1. Implement a class `HeaderTokenAuth` that:
   * takes `api_key` and `client_id` in the constructor,
   * on each request, adds the headers:
     * `X-Api-Key`
     * `X-Client-Id`
2. Demonstrate using it with `Session` to call `https://httpbin.org/headers` and show that the headers were sent.

> This pattern keeps authentication logic reusable and testable.

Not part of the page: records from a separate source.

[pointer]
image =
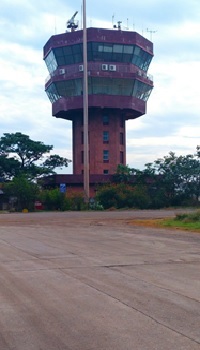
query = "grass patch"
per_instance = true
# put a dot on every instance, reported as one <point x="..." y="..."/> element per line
<point x="190" y="222"/>
<point x="184" y="221"/>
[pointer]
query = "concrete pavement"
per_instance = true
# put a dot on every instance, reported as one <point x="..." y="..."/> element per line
<point x="97" y="281"/>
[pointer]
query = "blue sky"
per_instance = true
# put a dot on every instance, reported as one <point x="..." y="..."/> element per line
<point x="172" y="122"/>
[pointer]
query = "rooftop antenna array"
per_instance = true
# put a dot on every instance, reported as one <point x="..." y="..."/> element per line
<point x="118" y="25"/>
<point x="151" y="32"/>
<point x="71" y="23"/>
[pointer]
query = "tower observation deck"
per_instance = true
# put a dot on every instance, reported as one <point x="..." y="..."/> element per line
<point x="118" y="89"/>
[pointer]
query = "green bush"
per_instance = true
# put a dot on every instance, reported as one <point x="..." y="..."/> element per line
<point x="122" y="195"/>
<point x="54" y="200"/>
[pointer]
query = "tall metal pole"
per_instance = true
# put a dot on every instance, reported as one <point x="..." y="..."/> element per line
<point x="85" y="109"/>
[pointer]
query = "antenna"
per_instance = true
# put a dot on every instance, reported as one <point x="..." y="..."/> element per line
<point x="113" y="16"/>
<point x="118" y="25"/>
<point x="71" y="23"/>
<point x="151" y="32"/>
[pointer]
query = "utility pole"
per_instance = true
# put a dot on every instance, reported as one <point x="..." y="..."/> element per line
<point x="85" y="109"/>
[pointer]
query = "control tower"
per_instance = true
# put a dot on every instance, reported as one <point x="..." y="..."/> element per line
<point x="118" y="89"/>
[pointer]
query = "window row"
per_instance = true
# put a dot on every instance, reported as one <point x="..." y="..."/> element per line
<point x="98" y="51"/>
<point x="106" y="157"/>
<point x="99" y="86"/>
<point x="106" y="137"/>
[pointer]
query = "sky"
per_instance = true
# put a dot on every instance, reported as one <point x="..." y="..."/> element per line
<point x="172" y="121"/>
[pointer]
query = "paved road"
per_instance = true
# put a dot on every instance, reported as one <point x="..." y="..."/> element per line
<point x="97" y="281"/>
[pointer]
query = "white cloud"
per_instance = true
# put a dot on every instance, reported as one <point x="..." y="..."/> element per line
<point x="172" y="121"/>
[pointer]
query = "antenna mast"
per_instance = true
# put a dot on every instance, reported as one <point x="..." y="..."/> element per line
<point x="71" y="23"/>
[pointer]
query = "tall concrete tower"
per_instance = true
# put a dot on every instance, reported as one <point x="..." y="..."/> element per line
<point x="118" y="89"/>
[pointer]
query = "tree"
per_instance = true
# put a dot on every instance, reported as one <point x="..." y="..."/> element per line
<point x="21" y="155"/>
<point x="23" y="191"/>
<point x="123" y="174"/>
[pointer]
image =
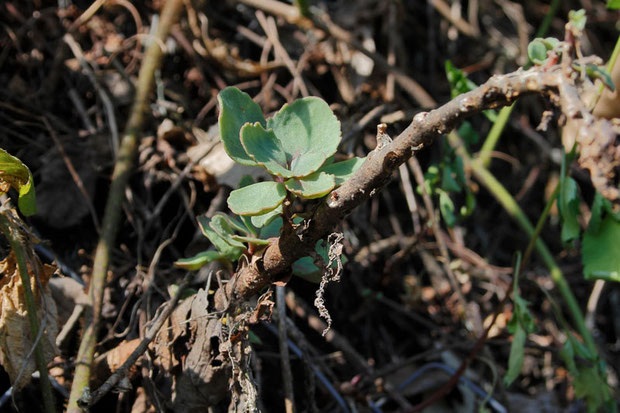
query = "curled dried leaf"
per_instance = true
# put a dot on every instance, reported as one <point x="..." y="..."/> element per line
<point x="16" y="341"/>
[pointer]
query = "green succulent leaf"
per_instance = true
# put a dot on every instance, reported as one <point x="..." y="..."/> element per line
<point x="537" y="51"/>
<point x="250" y="240"/>
<point x="515" y="359"/>
<point x="596" y="72"/>
<point x="578" y="19"/>
<point x="237" y="109"/>
<point x="599" y="251"/>
<point x="446" y="207"/>
<point x="226" y="249"/>
<point x="223" y="228"/>
<point x="260" y="221"/>
<point x="569" y="209"/>
<point x="199" y="260"/>
<point x="14" y="173"/>
<point x="312" y="186"/>
<point x="343" y="170"/>
<point x="308" y="132"/>
<point x="256" y="199"/>
<point x="271" y="229"/>
<point x="265" y="148"/>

### Solution – Custom `AuthBase` Implementation


In [8]:
from requests.auth import AuthBase


class HeaderTokenAuth(AuthBase):
    """Attach custom headers for API key + client id authentication."""

    def __init__(self, api_key: str, client_id: str) -> None:
        self.api_key = api_key
        self.client_id = client_id

    def __call__(self, r: requests.PreparedRequest) -> requests.PreparedRequest:
        # This method is called by requests just before sending the request.
        r.headers.setdefault("X-Api-Key", self.api_key)
        r.headers.setdefault("X-Client-Id", self.client_id)
        return r


# Example usage with httpbin (it just echoes headers back):
# auth = HeaderTokenAuth(api_key="SECRET-KEY", client_id="my-client-id")
# with requests.Session() as session:
#     resp = session.get("https://httpbin.org/headers", auth=auth)
# resp.raise_for_status()
# print(json.dumps(resp.json(), indent=2))


---

## Summary

In this notebook you have implemented and explored:

* robust `GET` requests with retries and timeouts,
* a reusable API client class using `Session`,
* paginated API calls with basic rate limiting,
* streaming downloads to disk,
* file uploads with multipart forms,
* custom authentication via `AuthBase`.

These patterns cover many real-world use cases when building HTTP clients with the `requests` library.  
Feel free to extend these utilities or adapt them to the specific APIs you work with.